Despite this mechanism being available through the Act, and despite complaints by unions about the reluctance of employers to engage in negotiations about minimum services, use of the procedure described above has not been exercised.

3. What are the rights of essential services workers to strike?

The Labour Relations Act recognises the constitutional right to strike but subjects the right to a number of limitations. Among those limitations is one which provides that no person may take part in a strike if that person is engaged in an essential service.
Because the right to strike is so important, a limitation of these kind needs to be justified and, to be justified it needs, among other things, to be limited. The Labour Relations Act provides the balance between this limitation and the right to strike.
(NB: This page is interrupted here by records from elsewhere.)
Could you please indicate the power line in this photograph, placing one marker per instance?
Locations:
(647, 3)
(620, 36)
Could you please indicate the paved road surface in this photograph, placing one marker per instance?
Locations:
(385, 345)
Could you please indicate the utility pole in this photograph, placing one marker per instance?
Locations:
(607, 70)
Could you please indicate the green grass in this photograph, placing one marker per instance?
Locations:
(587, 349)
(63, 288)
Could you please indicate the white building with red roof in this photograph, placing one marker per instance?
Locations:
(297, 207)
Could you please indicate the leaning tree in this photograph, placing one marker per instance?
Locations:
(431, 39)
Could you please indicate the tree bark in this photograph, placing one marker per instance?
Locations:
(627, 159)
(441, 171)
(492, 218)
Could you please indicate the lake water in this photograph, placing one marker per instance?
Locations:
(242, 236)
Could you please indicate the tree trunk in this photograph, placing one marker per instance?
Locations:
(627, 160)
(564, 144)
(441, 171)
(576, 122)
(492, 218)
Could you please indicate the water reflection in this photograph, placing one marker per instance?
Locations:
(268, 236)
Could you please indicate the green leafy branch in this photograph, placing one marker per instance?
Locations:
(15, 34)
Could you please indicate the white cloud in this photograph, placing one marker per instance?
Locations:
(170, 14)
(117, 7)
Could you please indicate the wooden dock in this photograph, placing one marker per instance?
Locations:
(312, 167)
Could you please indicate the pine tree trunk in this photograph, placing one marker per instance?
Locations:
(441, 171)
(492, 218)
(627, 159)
4. Why are essential services workers prohibited from striking?

Whereas the right to strike is so important, there is an equally important need to balance the right to strike with other fundamental rights such as those to relating to health care, food, water and social security which are also enshrined in the Bill of Rights.

5. If essential services workers are prohibited from striking, aren't their constitutional rights violated?

The essential services limitation on the right to strike in the Labour Relations Act has not been subject to constitutional challenge and in the view of many experts; it is unlikely that it will be.
The Constitution permits rights in the Bill of Rights to be limited in terms of laws of general application to the extent that the limitation is reasonable and justifiable in an open and democratic society based on human dignity, equality and freedom.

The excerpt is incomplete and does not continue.